The way the TTL evasion mechanism works is that every packet in a
direction will always get the lowest TTL that has ever been seen in that
direction for that flow. Each flow is tracked separately.
http://www.cisco.com/en/US/docs/security/asa/asa72/configuration/guide/protect.html
This should get around the feature
tcp-map ttl_workaround
no ttl-evasion-protection
policy-map POLICY_MAP_NAME
set connection advanced-options ttl_workaround
Hope this solves the mystery!
It turned out that the server (for some unknown reason) was sending out an HTTP packet with a TTL of 1 and due to the TTL-evasion-protection mechanism, the ASA continued to use this TTL for subsequent packets in the flow. And we all know packets with a TTL of 1 don’t go very far. But this didn’t solve the mystery of WHY the server would demonstrate such strange behavior. After talking to another co-worker who had encountered a similar issue with mysteriously dropped packets and poor network throughput, he suggested that the root cause was the TSO (TCP segmentation Offload) driver on the server in conjunction with the TOE (TCP Offload Engine) on the network card.
“large segment offload (LSO) is a technique for increasing outbound
throughput of high-bandwidth network connections by reducing CPU
overhead. It works by queuing up large buffers and letting the network
interface card (NIC) split them into separate packets. The technique is
also called TCP segmentation offload (TSO) when applied to TCP, or
generic segmentation offload (GSO).”
….
“TCP offload engine or TOE is a technology used in network interface
cards (NIC) to offload processing of the entire TCP/IP stack to the
network controller. It is primarily used with high-speed network
interfaces, such as gigabit Ethernet and 10 Gigabit Ethernet, where
processing overhead of the network stack becomes significant.
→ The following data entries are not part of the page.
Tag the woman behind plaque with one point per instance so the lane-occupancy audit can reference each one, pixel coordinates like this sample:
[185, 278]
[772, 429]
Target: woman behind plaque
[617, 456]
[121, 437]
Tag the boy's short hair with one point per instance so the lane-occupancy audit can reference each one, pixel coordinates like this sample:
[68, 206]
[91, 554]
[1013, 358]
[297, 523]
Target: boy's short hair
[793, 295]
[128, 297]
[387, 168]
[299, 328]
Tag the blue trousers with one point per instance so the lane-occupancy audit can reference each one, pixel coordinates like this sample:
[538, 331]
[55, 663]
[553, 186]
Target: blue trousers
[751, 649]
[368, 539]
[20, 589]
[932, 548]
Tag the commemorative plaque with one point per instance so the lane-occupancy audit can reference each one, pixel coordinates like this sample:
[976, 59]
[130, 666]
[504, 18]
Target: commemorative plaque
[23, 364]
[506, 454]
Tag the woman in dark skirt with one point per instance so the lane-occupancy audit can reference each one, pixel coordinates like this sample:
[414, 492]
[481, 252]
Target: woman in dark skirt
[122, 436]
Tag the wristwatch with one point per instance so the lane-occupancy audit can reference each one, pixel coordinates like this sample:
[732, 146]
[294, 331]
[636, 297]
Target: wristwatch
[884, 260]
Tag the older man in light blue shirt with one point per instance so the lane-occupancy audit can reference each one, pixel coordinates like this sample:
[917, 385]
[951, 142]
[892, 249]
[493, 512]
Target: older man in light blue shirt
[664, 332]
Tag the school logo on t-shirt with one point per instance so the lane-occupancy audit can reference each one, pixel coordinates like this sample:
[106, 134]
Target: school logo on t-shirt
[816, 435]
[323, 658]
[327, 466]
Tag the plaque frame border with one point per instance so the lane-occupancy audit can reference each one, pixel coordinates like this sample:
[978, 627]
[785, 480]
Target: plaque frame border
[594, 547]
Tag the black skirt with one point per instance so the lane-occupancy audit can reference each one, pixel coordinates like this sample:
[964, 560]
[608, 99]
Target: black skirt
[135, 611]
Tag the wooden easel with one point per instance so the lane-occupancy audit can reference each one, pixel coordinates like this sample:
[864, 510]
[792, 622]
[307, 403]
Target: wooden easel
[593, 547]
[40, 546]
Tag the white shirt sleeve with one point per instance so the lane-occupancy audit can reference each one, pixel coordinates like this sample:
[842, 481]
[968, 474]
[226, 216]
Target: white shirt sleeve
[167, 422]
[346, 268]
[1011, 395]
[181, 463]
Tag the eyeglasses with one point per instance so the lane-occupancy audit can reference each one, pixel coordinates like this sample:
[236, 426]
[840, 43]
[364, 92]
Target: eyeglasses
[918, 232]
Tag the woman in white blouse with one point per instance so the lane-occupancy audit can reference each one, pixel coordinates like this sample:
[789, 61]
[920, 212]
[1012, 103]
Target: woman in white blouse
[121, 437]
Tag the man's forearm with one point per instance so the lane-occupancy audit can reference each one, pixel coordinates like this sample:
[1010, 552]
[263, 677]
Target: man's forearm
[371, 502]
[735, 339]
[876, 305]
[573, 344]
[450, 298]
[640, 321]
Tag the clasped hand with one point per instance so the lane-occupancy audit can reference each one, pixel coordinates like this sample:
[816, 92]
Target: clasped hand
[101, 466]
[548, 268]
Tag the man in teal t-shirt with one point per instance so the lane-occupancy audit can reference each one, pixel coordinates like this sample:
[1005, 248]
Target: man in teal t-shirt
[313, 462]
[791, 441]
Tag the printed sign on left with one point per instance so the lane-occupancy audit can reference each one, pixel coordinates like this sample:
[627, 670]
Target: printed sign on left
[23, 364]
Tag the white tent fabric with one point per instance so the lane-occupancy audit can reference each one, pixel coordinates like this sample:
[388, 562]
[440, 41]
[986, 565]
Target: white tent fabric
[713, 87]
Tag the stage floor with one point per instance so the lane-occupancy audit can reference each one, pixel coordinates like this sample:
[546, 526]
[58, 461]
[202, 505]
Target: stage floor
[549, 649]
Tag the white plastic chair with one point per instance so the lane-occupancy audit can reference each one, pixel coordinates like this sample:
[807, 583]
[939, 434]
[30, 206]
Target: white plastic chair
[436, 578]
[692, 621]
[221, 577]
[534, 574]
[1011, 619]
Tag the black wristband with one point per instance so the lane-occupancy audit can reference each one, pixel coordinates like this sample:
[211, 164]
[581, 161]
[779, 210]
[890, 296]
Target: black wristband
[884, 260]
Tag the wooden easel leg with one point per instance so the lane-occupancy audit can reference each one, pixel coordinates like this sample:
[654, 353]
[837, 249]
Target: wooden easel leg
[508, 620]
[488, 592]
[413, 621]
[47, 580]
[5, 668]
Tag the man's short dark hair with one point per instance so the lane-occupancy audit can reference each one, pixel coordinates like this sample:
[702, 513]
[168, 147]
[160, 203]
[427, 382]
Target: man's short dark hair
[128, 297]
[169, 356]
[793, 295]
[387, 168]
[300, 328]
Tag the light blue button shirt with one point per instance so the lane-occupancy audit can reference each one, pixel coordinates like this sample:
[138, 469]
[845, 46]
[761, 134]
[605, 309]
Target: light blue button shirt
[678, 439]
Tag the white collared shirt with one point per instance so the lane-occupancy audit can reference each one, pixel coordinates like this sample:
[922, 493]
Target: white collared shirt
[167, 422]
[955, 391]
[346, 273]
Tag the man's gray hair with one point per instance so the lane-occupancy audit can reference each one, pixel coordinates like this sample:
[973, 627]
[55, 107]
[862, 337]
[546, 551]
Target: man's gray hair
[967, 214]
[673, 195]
The term, TOE, is often used to refer to the NIC itself, although
circuit board engineers may use it to refer only to the integrated
circuit included on the card which processes the TCP headers. TOEs are
often suggested as a way to reduce the overhead associated with IP
storage protocols such as iSCSI and NFS.”
This guy probably spent hundreds of hours testing and researching this problem. He finally admitted to a rather drastic solution, removing the TOE chip from the NICs in multiple servers. From my own research, the firmware on the card can be “problematic” and when the kernel driver is enabled (in Linux or VMware), odd behavior can sometimes be observed, including dropped packets, resets or suboptimal performance. But there’s lots of controversy surrounding this issue. As noted in some of the information I found below:
https://b.kentbackman.com/tag/tso/
http://permalink.gmane.org/gmane.linux.drivers.e1000.devel/627
http://lwn.net/Articles/149941/
http://www.mail-archive.com/[email protected]/msg01690.html
http://www.thesubodh.com/2012/05/toe-tcp-offload-engine-on-nic-packet.html
http://v-front.blogspot.com/2011/05/network-troubleshooting-part-iii-real.html
https://bugzilla.redhat.com/show_bug.cgi?id=485292
I presented a few options to the sysadmin.
- Add a policy map for this server, but this may be a security issue and
it probably isn’t easily documented for others encountering this odd
entry in the policy. - Check to see if there’s a firmware update for the network card.
- Check to see if there’s a patch for the OS.
- Disable/turn off TSO, but there’s a possibility of a performance hit
to the CPU. - Replace the NIC or remove the TOE component from the card.
Ultimately, we resolved the issue by adding a policy map in the firewall for the web server with the sysadmin disabling TSO in the linux kernel, but I’m not even sure these were good choices. Especially because TOE/TSO is supposed to be a performance enhancing feature. Just seemed to be the most expeditious choice when a production service was intermittently unavailable with lots of unhappy users. Guess we were just collateral damage in another bufferbloat drive-by. Maybe Jim Gettys is right and the internet really is broken.